New beginnings are disguised as painful ends

It’s late at night and the page is blank so I turn to Laozi and Pooh bear.

Actually that’s not true. I turn to you…… to help me get the ball rolling, to create and share my and Manjula’s story. It’s the age old writer’s conundrum. As you see I have a pile of full notebooks but how to get the blank page filled to begin to start the actual story. Can you help?

If you know Manjula and I or even if you don’t 🙃 what’s the key ingredients of our story that might interest you or a wider audience. What are the main themes that will interest people?

an open letter 

 

to our extended family, our friends from around the world, the community that grew around sharing our home

27th March 2020

Dear family,

thank you for your patience, kindness and support.

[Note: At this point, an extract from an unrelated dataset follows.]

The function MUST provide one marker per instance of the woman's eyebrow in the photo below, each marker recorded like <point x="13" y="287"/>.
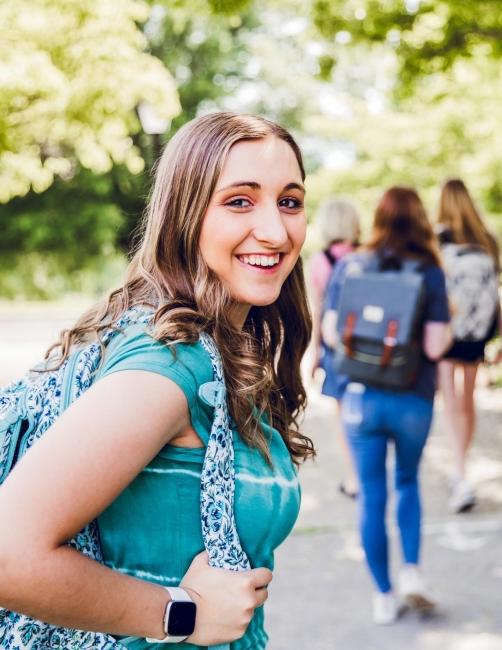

It’s been an awful twelve months since Manjula died, a pot-holed, rocky roller-coaster ride. Being able to speak to you directly, through my writing and sharing my feelings has been tremendously helpful. Your direct responses and visits have helped me through these difficult times. Thank you for those who’ve also been here to provide direct practical and emotional support, you know who you are and have made an impossible situation manageable.

Thank you for being a witness as Kessler writes:

“Each person’s grief is as unique as their fingerprint. But what everyone has in common is no matter how they grieve, they share a need for their grief to be witnessed……… they need to feel their grief acknowledged and reflected by others.”

As you know, I’ve shared and its helped. Thank you for letting me share with you, gain your support and help me to manage this tragic loss. I’ve most definitely been through the five stages (Kubler-Ross) of loss: Denial, Anger, Bargaining, Depression and Acceptance, often all at the same time and what I hadn’t realised was the anticipatory grief years before Manjula actually died that we also had to experience. 

Loss of a lover, loss of a life, loss of control, loss of the opportunity to do things differently, loss and the grief that results from it, is for me the hardest thing in life.

I also know now that: Grief unites us.

“You will never forget that person, never be able to fill the unique hole that has been left in your heart,” 

I’m so pleased you met and go to know my beautiful smiling brilliant wife directly through visiting us, or introduced through these pages. She leaves a wonderful legacy in what she created and leaves part of her in all of our hearts.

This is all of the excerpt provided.